From September 14-22, 1911, El Primer Congreso Mexicanista or also known as the First Mexicanist Congress, met in Laredo, Texas to address social, economic, and educational issues affecting Mexicans and Mexican-Americans. This political convention aimed to express discontent and formulate solutions to labor exploitation, segregation, economic disparities and lynchings perpetrated by Anglo Texans against Mexicans and Mexican Americans. The founding of the First Mexicanist Congress was galvanized by publications in Laredo’s Spanish language newspaper, La Crónica—administered by the Idar family, who exposed oppressive social conditions among Mexicans and Mexican Americans in South Texas and organized the convention.
Women's rights were among the critical issues presented during the First Mexicanist Congress, where women participated as organizers or speakers.

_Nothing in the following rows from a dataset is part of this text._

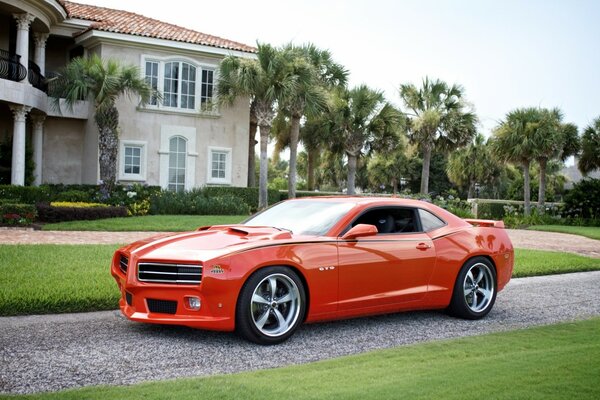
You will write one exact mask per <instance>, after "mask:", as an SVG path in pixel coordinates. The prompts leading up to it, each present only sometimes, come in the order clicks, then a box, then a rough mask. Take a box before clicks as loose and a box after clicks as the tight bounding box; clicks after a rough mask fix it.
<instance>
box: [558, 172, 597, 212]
mask: <svg viewBox="0 0 600 400" xmlns="http://www.w3.org/2000/svg"><path fill="white" fill-rule="evenodd" d="M565 214H566V215H567V216H569V217H571V218H583V219H600V179H583V180H581V181H579V182H578V183H576V184H575V185H574V186H573V189H571V190H570V191H569V192H568V193H567V194H566V195H565Z"/></svg>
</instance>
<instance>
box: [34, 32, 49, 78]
mask: <svg viewBox="0 0 600 400" xmlns="http://www.w3.org/2000/svg"><path fill="white" fill-rule="evenodd" d="M48 36H49V34H48V33H40V32H34V33H33V39H34V43H35V49H34V52H33V62H34V63H36V64H37V65H38V67H40V74H41V75H42V76H44V75H46V40H48Z"/></svg>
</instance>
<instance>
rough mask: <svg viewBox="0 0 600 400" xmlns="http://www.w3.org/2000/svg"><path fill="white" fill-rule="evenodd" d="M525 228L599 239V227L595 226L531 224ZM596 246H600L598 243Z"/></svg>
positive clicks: (535, 230)
mask: <svg viewBox="0 0 600 400" xmlns="http://www.w3.org/2000/svg"><path fill="white" fill-rule="evenodd" d="M527 229H529V230H532V231H546V232H560V233H571V234H573V235H579V236H585V237H588V238H590V239H596V240H600V227H597V226H568V225H533V226H530V227H528V228H527ZM598 246H600V244H599V245H598Z"/></svg>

One outcome of the convention was the establishment of the League of Mexican Women in October 1911. Jovita Idar—a renowned community activist, journalist, and daughter of La Crónica’s owners—served as the league’s first president with a goal to secure education for poor Texan Mexican-American children.

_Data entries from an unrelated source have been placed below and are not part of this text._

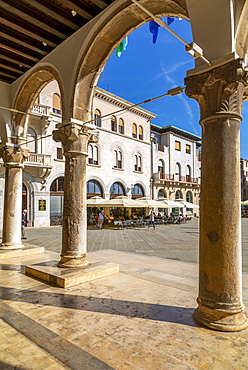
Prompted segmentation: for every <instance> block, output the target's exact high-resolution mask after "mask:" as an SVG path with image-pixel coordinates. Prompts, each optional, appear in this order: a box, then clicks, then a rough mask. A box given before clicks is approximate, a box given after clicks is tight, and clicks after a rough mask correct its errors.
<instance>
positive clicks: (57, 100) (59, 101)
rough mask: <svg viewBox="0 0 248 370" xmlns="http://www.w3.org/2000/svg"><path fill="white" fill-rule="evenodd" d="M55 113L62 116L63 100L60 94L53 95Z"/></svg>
mask: <svg viewBox="0 0 248 370" xmlns="http://www.w3.org/2000/svg"><path fill="white" fill-rule="evenodd" d="M52 110H53V113H56V114H61V99H60V96H59V94H53V108H52Z"/></svg>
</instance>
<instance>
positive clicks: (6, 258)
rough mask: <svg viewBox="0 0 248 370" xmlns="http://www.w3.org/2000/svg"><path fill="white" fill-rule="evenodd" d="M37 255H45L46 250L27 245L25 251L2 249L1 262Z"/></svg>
mask: <svg viewBox="0 0 248 370" xmlns="http://www.w3.org/2000/svg"><path fill="white" fill-rule="evenodd" d="M37 253H44V248H43V247H36V246H33V245H27V246H25V247H24V248H23V249H9V250H7V249H0V261H1V260H5V259H7V258H16V257H23V256H30V255H33V254H37Z"/></svg>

Ultimately, the convention was attended by hundreds of Mexican representatives, journalists, community activists, and citizens from Mexico and across Texas, forming the largest Mexican-American civil rights forum during that period.
Nicasio Idar takes ownership of the Spanish-language newspaper La Crónica and the Mexican Revolution begins. Unprecedented levels of migration from Mexico into the United States follow.
|November 4, 1910
|A group of locals in Rocksprings Texas lynch Antonio Rodriguez, provoking retaliation and media coverage in the U.S-Mexico border.
|September 14-22, 1911
|El Primer Congreso Mexicanista, also known as the First Mexicanist Congress, meets in Laredo, Texas to address social, economic, and educational issues affecting Mexicans and Mexican-Americans.
|Jovita Idár creates La Liga Femenil Mexicanita or the League of Mexican and serves as its first president.